SCENARIO TWO: they do everything right, alter pitch and power for proper angle of attack/airspeed, and it’s not enough. A major storm of that intensity can, at least in theory, overpower an airplane (it can also tear it apart, but that did not happen in this case). In which case… they lose control, stall, and fall out of the sky.
It’s important to aviation to know which scenario is true, and preventing a future occurrence may require better pilot training (for one) or better airplanes (for two). It is possible that there were elements of both at work, which means improvements in both training and airplanes. Arguably, we should be able to get better weather information to pilots en route over the ocean, too.
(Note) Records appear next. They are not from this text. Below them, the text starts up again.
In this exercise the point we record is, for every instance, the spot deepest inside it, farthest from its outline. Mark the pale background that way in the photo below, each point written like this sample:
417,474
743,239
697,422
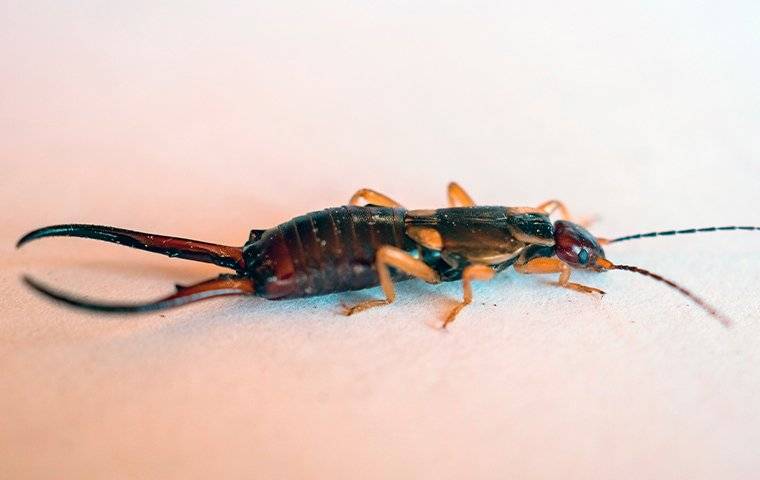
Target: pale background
206,120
I’m sure someone is working on that, too. Clearly, avoiding these situations would be an excellent strategy.
Now, another point, and this one about icing. They talk a lot about icing on the pitot systems, and it’s true they can ice up. But supercooled water isn’t magnetically or magically attracted to just pitot tubes. It’s going to be hitting the entire airplane, and it’s going to stick on the airplane. This is bad for two reasons. First, it adds weight which is not a good thing for a flying aircraft. Second, and worse, it can change the shape of the wing. It’s the shape of the wing that provide lift. Ice sticking to the wing changes the shape, which can also change the angle of attack depending on how it builds up. That means, for an airplane accumulating ice, the margin between flying and stalling is reduced, and this is normally expressed as “the stall speed goes up”. What that means is that with ice on board the indicated air speed at which it stalls is higher than it would be otherwise at that pitch and power and everything else. You’re not generating lift as efficiently, and with added weight you need more lift to fly. If things get bad enough you can enter a scenario where even maximum power and the most efficient angle of attack won’t be enough to keep flying… and the airplane goes down. It’s pretty rare, as pilots try to avoid such circumstances. Also, in addition to pitot heat, airliners have other systems to avoid ice build up or get rid of ice from critical areas. Like pitot heat, though, these systems can be overwhelmed if conditions are severe enough. “Airframe ice”, as it’s called, may or may not be a factor here, it would depend on how much had accumulated. It’s possible to have the pitot tubes freeze over (as they noted in that list of prior pitot failures) and not get into further trouble. Airplanes can tolerate some ice sticking to them.
So, right now what we have is:
= Routine flight over the ocean
= SOMETHING BAD HAPPENS!
= ???
= Belly-flop
It’s the flight recorders that can replace the question marks. If we can pull the information off those units we might actually know what happened. If we can’t, we’ll never know.